ウェスカー:「神代凌牙。No.3のエースのマークを持つ者にして、元バリアン七皇リーダー、ナッシュ。例え、お前が俺の相手をするとしてもお前が勝つことはない」
凌牙:「なぜ、そう言いきれる?」
ウェスカー:「俺にはドン・サウザンド様からもらい受けた力がある!そして、元バリアンであるお前に、この力はない。圧倒的力の差がある!」
ウェスカーの背後に黒い影が現れる。
その影に浮かぶ2つの眼が凌牙を見つめる。
周りで見ている者達数名は、これを見て恐怖心を覚えた。
ジャック:『身体が…』
オブライエン:『動かない…』
慎也:『こいつが持つドン・サウザンドの力は、他のバリアン達の比ではないということか…』
恐怖に身体が思うように動かない慎也たち。
しかし、そんな中、凌牙は…。
凌牙:「はぁ」
大きなため息をついた。
ウェスカー:「?」
物凄く侮辱されたような感じがしたウェスカーは、凌牙に話しかけた。
ウェスカー:「恐怖でため息つくことしかできないか?落ちたものだ。バリアン七皇のリーダーも」
そう言って、余裕の笑みを見せるウェスカーは、過去の凌牙を侮辱する。
凌牙:「ドン・サウザンドの力だぁ?」
ため息をついてから初めて口を開いた。
凌牙:「所詮、他人の力を借りて強くなっただけだろ?」
凌牙はウェスカーにそう言った。ウェスカーは、この言葉を聞いて、少し怒りを覚えたようだ。

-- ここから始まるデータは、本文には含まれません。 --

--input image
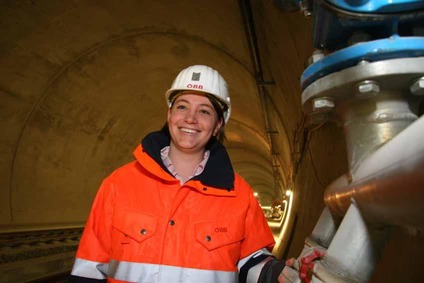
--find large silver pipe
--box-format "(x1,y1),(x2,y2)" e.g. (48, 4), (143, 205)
(324, 117), (424, 227)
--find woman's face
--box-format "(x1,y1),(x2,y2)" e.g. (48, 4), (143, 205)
(168, 93), (223, 153)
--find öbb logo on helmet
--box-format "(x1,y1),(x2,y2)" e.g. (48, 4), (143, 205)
(187, 84), (203, 89)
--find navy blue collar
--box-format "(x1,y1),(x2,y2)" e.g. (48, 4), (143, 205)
(141, 131), (234, 190)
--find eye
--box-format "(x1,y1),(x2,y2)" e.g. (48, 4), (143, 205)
(175, 104), (187, 110)
(200, 109), (211, 115)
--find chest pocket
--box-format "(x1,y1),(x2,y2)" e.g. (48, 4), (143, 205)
(113, 208), (158, 244)
(194, 217), (244, 251)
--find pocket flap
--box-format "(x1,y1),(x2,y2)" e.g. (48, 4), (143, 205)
(194, 220), (244, 251)
(113, 208), (158, 242)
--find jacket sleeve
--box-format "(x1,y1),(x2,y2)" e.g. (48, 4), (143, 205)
(70, 177), (114, 282)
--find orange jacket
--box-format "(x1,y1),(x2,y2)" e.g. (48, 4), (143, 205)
(72, 132), (274, 282)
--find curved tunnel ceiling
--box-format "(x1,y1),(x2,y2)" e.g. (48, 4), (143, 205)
(0, 1), (304, 225)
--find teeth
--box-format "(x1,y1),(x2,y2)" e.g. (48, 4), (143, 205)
(181, 128), (196, 134)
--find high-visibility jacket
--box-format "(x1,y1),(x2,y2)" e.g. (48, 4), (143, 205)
(72, 132), (274, 283)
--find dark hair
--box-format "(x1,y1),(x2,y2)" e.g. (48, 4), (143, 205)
(161, 93), (227, 143)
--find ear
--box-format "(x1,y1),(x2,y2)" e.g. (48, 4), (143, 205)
(166, 108), (171, 124)
(213, 119), (224, 136)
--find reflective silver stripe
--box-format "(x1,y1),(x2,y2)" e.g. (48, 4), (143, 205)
(238, 248), (272, 283)
(71, 258), (109, 279)
(109, 260), (238, 283)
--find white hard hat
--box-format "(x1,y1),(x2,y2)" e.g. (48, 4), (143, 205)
(165, 65), (231, 123)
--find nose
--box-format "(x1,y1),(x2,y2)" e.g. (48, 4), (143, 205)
(184, 110), (197, 124)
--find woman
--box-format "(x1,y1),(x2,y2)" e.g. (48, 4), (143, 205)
(71, 65), (283, 283)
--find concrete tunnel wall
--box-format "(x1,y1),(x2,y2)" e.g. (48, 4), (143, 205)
(0, 0), (423, 282)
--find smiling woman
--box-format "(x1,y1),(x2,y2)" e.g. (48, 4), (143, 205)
(71, 65), (284, 283)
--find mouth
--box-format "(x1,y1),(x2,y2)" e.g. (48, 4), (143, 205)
(180, 128), (197, 135)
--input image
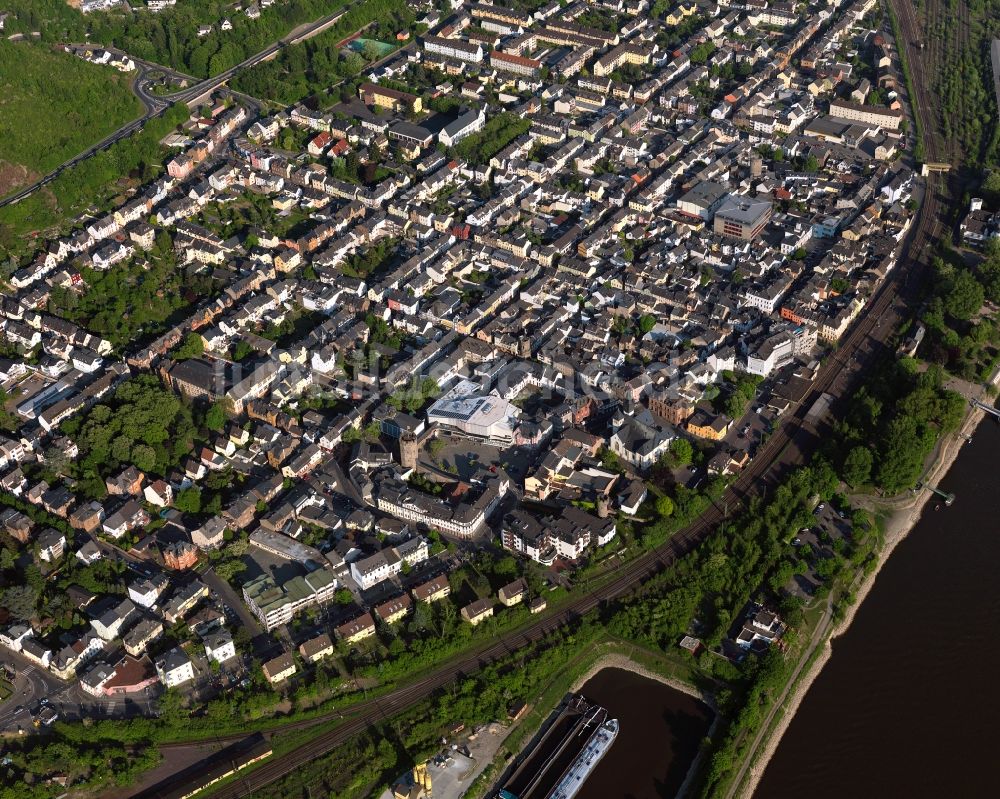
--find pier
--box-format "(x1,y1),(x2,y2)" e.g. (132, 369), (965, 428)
(927, 486), (955, 508)
(969, 397), (1000, 419)
(969, 397), (1000, 419)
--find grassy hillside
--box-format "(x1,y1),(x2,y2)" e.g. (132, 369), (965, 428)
(0, 40), (142, 195)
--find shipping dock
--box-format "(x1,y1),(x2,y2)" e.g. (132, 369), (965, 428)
(493, 696), (618, 799)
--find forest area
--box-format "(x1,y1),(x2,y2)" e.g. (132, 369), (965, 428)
(0, 39), (142, 194)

ウェスカー:「神代凌牙…、同じことをもう一度言ってみろ。その言葉はドン・サウザンド様への侮辱だぞ」
凌牙:「何度でも言ってやる。その力がなきゃ、お前は弱いバリアンだって言ってんだ」
ウェスカーは、ドン・サウザンドの力を纏い、凌牙に突っ込む。
凌牙はウェスカーの怒りを買うかのように、ウェスカーが持つセカンドステージ状態のバリアン・デュランダルを、バハムート・エッジサイトで受け止める。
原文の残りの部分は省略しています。